More important is the pay-per-view revenue, which has typically been around 35 percent of annual revenue in recent years, according to documents obtained by ESPN.

While not publicly released by the UFC, estimates made by those who cover the sport suggest that the past 12 fights under the old ownership (UFC 189 to 200) averaged about 100,000 more buys per card than the first 12 fights under the new ownership (UFC 201 to 212).

A UFC official disputes that estimate but would not provide any further insight on pay-per-view numbers or UFC Fight Pass subscriptions or provide any specific data supporting the growth of the business.

The largest chunk of the UFC's total revenue, certainly by the time 2019 rolls around, will be the new U.S. media rights.

While it's too early to understand how those negotiations will go, Shapiro did reveal to ESPN that new international television deals struck in the Middle East, Asia and Latin America came at increases of more than 200 percent, which is not a surprise, given WME/IMG's strength in negotiating and producing television deals.

"We worked with the UFC for years and are confident in our investment," Shapiro said. "This property, on its own, is unlike any other, and now it is being supercharged through our global network."
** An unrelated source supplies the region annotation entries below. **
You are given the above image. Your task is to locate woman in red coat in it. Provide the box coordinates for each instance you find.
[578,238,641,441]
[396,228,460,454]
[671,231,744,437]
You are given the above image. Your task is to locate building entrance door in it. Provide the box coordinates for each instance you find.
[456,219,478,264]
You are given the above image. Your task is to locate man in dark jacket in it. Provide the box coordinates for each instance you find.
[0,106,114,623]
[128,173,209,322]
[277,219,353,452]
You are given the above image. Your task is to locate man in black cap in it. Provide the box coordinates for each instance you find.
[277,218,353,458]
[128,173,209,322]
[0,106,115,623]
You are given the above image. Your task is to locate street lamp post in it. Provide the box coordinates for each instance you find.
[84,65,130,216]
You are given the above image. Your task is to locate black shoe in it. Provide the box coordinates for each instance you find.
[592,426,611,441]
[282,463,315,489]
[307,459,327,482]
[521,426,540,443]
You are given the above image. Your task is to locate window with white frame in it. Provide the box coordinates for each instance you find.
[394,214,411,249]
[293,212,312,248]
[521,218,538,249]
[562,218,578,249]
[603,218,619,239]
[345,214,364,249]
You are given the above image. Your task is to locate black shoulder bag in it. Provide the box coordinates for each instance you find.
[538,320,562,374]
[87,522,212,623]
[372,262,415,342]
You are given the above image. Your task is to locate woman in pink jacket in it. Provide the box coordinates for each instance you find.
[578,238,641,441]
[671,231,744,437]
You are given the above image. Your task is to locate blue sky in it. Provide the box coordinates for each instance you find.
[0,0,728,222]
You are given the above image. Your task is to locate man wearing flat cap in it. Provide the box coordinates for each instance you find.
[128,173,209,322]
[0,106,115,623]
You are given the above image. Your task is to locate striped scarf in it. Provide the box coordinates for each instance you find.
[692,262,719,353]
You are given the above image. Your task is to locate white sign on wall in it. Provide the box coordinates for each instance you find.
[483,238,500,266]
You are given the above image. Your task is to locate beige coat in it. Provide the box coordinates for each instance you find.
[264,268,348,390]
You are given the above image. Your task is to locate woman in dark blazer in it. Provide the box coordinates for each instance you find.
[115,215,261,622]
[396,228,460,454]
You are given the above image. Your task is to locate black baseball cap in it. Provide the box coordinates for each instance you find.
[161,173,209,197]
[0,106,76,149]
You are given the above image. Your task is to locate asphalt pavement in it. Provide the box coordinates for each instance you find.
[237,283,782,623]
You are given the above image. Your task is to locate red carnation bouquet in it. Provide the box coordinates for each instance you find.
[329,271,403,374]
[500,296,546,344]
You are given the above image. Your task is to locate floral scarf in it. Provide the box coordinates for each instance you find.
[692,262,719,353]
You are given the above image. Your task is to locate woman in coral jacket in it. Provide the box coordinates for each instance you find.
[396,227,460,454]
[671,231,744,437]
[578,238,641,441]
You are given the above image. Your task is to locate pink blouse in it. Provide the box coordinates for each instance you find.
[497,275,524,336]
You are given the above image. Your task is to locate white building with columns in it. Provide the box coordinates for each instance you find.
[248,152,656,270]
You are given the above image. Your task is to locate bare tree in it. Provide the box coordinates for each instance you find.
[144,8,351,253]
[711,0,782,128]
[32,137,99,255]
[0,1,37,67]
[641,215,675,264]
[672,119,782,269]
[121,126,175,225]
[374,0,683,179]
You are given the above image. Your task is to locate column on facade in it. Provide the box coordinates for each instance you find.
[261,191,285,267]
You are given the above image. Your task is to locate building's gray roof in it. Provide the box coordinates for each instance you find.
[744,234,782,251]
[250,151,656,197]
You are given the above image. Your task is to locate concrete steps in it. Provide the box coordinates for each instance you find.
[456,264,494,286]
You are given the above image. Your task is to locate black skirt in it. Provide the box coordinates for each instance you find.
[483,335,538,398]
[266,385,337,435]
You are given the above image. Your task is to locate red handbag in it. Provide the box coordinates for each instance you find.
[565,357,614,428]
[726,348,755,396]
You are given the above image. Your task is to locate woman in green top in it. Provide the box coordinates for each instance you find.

ESPN has obtained, however, projections listed in a document distributed by MSD Capital, which soon after the sale sought to sell some of its risk in the investment, as it had always planned as part of a standard financing move.
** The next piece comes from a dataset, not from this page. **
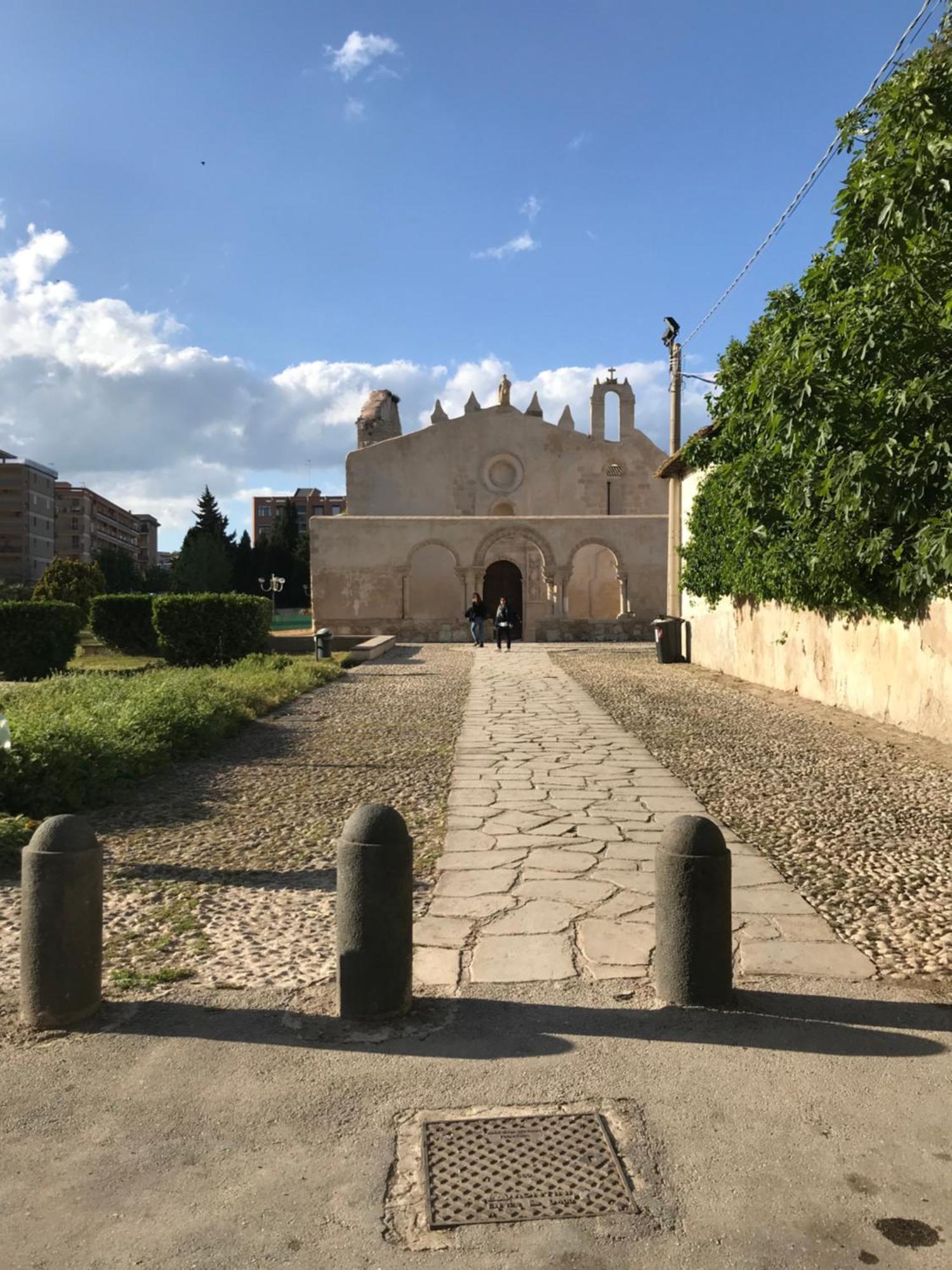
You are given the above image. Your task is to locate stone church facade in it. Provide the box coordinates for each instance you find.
[310,371,668,641]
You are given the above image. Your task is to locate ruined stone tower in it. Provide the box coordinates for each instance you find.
[357,389,402,450]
Those projections suggested that total revenue would grow by a robust $354 million from 2016 to 2019, the first year of a new U.S. media rights deal. The UFC's value by that year, based on multiples (a comparison of a company's value to its revenue) reached in the sports industry, could be worth $7.8 billion, documents indicated.
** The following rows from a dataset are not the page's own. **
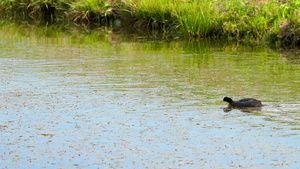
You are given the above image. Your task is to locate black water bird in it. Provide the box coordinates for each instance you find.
[223,97,263,107]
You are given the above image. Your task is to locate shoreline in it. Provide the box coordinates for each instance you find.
[0,0,300,48]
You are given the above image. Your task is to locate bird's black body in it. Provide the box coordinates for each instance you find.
[223,97,263,107]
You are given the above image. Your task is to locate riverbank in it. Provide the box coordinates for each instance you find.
[0,0,300,47]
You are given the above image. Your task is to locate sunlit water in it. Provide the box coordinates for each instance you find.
[0,24,300,168]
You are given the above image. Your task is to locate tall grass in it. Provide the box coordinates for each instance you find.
[0,0,300,46]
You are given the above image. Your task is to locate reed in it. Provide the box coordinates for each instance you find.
[0,0,300,46]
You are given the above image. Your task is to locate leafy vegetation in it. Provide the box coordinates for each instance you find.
[0,0,300,46]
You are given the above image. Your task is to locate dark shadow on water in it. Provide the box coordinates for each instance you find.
[223,106,261,113]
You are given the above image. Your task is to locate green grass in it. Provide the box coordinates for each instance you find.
[0,0,300,46]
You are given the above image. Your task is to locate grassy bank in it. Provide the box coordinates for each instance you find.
[0,0,300,46]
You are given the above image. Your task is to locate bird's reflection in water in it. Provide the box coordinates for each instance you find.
[223,105,261,113]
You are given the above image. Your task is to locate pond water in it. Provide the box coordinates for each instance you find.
[0,23,300,168]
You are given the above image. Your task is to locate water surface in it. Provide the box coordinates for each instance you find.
[0,23,300,168]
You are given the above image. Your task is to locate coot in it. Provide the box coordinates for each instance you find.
[223,97,262,107]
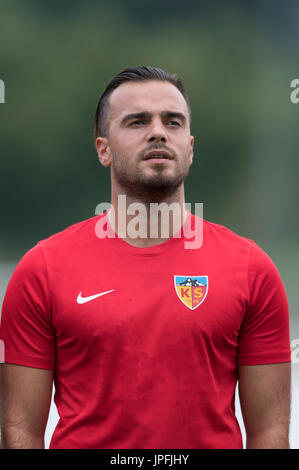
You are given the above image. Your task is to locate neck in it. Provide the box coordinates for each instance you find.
[108,185,187,248]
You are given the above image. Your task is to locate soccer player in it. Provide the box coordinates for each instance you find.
[0,66,291,449]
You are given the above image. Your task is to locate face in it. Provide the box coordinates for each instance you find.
[96,81,194,197]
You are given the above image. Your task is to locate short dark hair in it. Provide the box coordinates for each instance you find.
[94,65,191,140]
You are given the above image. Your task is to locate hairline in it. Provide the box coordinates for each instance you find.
[95,77,191,140]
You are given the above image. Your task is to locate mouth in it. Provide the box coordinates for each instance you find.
[144,150,173,161]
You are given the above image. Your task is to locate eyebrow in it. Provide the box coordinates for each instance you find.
[120,111,187,126]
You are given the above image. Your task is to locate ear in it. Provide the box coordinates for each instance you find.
[96,137,111,167]
[189,136,194,165]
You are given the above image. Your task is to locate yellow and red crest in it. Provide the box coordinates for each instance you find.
[174,276,208,310]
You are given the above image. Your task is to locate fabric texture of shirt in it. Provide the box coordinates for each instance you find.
[0,213,291,449]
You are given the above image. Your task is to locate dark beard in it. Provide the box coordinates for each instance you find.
[112,155,189,202]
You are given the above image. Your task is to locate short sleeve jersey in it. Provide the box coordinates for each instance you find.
[0,213,291,449]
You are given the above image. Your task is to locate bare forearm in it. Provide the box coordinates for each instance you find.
[1,428,45,449]
[246,430,290,449]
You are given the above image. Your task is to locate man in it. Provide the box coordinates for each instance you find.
[0,67,291,449]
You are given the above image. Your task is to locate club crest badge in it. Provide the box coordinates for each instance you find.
[174,276,208,310]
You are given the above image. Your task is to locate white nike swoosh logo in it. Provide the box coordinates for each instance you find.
[77,289,115,304]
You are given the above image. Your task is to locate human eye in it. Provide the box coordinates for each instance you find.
[168,119,181,127]
[129,119,145,127]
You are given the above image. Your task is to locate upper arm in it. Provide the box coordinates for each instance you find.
[239,362,291,439]
[0,364,53,444]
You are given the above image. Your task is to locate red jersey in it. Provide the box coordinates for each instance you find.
[0,214,291,449]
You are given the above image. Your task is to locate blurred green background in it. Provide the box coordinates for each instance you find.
[0,0,299,448]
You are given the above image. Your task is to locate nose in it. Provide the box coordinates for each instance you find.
[147,121,168,143]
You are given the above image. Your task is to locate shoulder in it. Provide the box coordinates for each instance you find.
[199,220,277,274]
[38,215,102,248]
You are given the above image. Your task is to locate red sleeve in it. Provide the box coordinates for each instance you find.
[238,243,291,366]
[0,244,55,369]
The U.S. central banking system, the Federal Reserve, was concerned enough with the projections for the UFC's future that in the fall, it sent a note to Goldman Sachs, which is financing $1.8 billion in debt on the deal, according to Bloomberg News. It is not known how, if at all, those concerns were dealt with. Both the Federal Reserve and Goldman Sachs declined comment on the matter. But given Standard & Poor's grade of B-plus on the debt itself, it doesn't appear to be of dire concern.

"There are only two destinations for this investment: It will either be considered a good one or a great one," said Richard Sarnoff, managing director of private equity for KKR, which put $410 million into the deal.

Numbers in the MSD Capital deal document suggest that, at worst, the UFC will get $280 million from the first year of a TV deal in 2019, up from $168 in 2018. At best, the deal will be worth $450 million in 2019.

Hitting the top number might require a new player, such as Facebook or Amazon, to step up and buy part of the deal, especially as media rights deals are being more heavily scrutinized, because of the cable television bundling decline.

"We have the best entity in the world handing those rights," Sarnoff said. "It's a product that has such a unique audience; not only is it growing, it's growing among the younger audiences that are hard to reach. There's nothing in the marketplace to buy, as far as live rights go, over the next two years."

The future

White has an answer for everything.

He knows the last-minute bowing out of fighters is hurting the sport. It's why he's not ashamed to say that the company's new $12 million, 30,000-square-foot training center in Las Vegas isn't only to serve the fighters -- it also will help him save fights. Complete with nutritionists and conditioning gurus, fighters, if they choose, can work with the UFC's experts to help them cut weight in the safest way possible.

To White's credit, no serious party bidding for the UFC wished to take on the promotion without White involved, since he's clearly the glue that holds the pieces together. But not many outsiders expected him to be an even greater presence than he was before the deal.

"When I made money in this deal, a lot of people thought I was going to bounce and be gone," White said. "I've never been busier, never been more engaged."

White admits that in the new deal, there's more number crunchers around than ever before, but he likes to bet on himself and couldn't be more proud of what he has built. He says that in his own unique way:

"Everyone who doubts us, we'll shove it up their a--."